The history of diamonds

The word diamond is mentioned in the Old Testament as part of the shield of the great Cohen. Of course, it is impossible to know if what is referred to there is the same gemstone that we know today although it is possible that it is.

Gemstones, and particularly diamonds, have always been regarded as a symbol of prestige and wealth with man always being attracted to them and mentioned them in books and legends. Diamonds were used for their beauty and for religious and mystical ceremonies as in Judaism. Needless to say, it was the wealthy who could afford to have gemstones set in jewelry as a way of showing off their riches.

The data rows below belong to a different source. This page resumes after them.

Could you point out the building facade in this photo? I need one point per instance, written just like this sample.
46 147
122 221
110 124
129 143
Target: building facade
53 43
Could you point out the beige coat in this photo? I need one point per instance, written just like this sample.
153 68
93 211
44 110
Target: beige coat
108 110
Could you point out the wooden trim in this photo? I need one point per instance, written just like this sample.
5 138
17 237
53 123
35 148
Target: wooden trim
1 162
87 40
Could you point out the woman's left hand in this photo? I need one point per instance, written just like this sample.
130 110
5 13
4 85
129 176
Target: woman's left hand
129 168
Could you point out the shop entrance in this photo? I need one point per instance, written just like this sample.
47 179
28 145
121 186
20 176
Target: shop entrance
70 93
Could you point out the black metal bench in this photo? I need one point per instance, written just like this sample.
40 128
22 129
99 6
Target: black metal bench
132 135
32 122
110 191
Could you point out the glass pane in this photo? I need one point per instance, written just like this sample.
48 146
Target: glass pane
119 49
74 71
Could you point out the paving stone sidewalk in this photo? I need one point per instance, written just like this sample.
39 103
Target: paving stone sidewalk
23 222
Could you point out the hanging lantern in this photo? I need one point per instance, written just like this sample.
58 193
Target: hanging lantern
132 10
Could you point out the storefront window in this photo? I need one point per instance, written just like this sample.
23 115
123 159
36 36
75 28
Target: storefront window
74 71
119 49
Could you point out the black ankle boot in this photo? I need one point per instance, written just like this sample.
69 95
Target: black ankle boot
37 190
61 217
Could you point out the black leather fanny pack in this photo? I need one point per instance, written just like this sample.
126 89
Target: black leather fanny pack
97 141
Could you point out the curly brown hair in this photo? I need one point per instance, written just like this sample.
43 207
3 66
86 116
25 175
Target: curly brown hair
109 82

As far as we know, the first diamonds came from India, and the Indians developed early stone polishing. Diamonds are the most interesting and attractive of gemstones – full of life and charm. As a result, it is not surprising that over time diamonds became the most in demand of gemstones and demand grew and grew. Diamonds are the dream of mankind looking for happiness and wealth. For many, diamonds represent perfect love as well as reliability and happiness.

Of all the gemstones, diamonds are the most loved. Throughout history, kings have cherished them and worn them as a symbol of their power, bravery and wealth. Through time, diamonds have always had a special status, both in legends and reality, and as an expression of complete love.

The root of the word diamond comes from the words "Adams" in Greek, meaning unbreakable.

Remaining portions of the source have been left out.